A cooling off period is a limited period of time which starts immediately after the franchisee has entered into the franchise agreement during which the franchisee can terminate the agreement and receive a refund of any money it has paid (usually less the franchisor’s expenses). If the franchisor is a member of the FANZ then it is required to have a cooling off period of 7 days in its franchise agreement. Even if the franchisor is not a member of FANZ it is becoming standard to see a cooling off period in the franchise agreement.


One of the risks of purchasing a franchise agreement is that it is terminated prior to the end of the term. This is why it is essential that you understand the circumstances in which a franchisor can terminate your agreement.

There are generally two types of termination – immediate and on notice.

On Notice

The franchise agreement will usually state that the franchisor can issue you with written notice of breach if you breach any provision of the franchise agreement and/or certain other requirements which are set out. The notice of breach will tell you what you have done wrong, what you need to do to remedy the breach and by when. If you do not comply with the terms of the breach notice the franchise agreement will usually provide that the franchisor can terminate the agreement.

Immediate Termination

Immediate termination is reserved for serious breaches of the franchise agreement and events such as:

  • your bankruptcy (if the franchisee is an individual)
  • liquidation of the franchisee company
  • non-payment of amounts owned under the agreement within a certain period of time
  • assignment without the franchisor’s consent as required under the franchise agreement
  • conviction of the directors/ managers of the franchisee of certain offences, being issued with a certain number of breach notices within a certain period of time

Dispute Resolution

The very nature of a franchisor and franchisee relationship and the dependencies involved can give rise to disputes from time to time.
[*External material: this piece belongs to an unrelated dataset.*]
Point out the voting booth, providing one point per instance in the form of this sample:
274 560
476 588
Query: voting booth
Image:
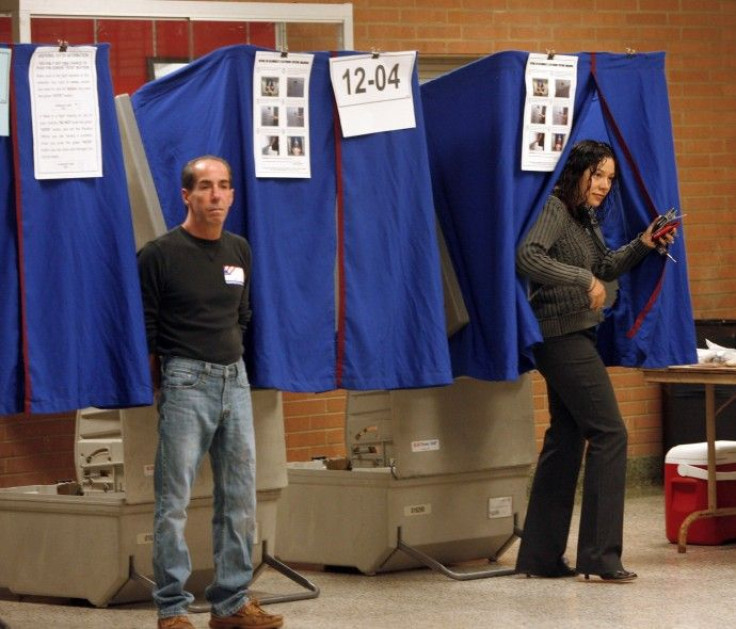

Usually these disputes can be sorted out between the franchisor and franchisee. Most franchise agreements will contain a clause which sets out what is to happen if the franchisor and the franchisee disagree with each other. If your franchisor is a member of the Franchise Association of New Zealand Inc then the franchise agreement will contain a dispute resolution clause which is similar to that required under the FANZ Code of Practice.

The existence of a dispute resolution clause is of benefit to you. Without it the only way you will have to resolve a dispute (unless the franchisor agrees otherwise) is to go to court – a timely and very expensive process.

There are different types of dispute resolution provisions ranging from negotiation between the parties, mediation (when an independent party tries to assist the franchisor and the franchisee to come to a resolution) or arbitration (where after hearing both sides of the story an independent party (the arbitrator) makes a decision).


If the franchisee is a company then the directors and shareholder of that company will be required to personally guarantee the company’s obligations under the franchise agreement.

Most guarantees will provide that the guarantors will:

  • Personally guarantee the franchisee’s performance of its obligations under the franchise agreement.
  • Indemnify the franchisor against any claims, losses and expenses which the franchisor may incur as a result of the franchisee’s breach of the franchise agreement.
  • The guarantee will continue even if the franchisor has exercised any of its rights under the franchise agreement.
  • The guarantor’s obligations under the franchise agreement will continue until all money owed under the agreement is paid in full.
  • Agree that the franchisor does not have to make a claim against the franchisee company before claiming against the guarantors.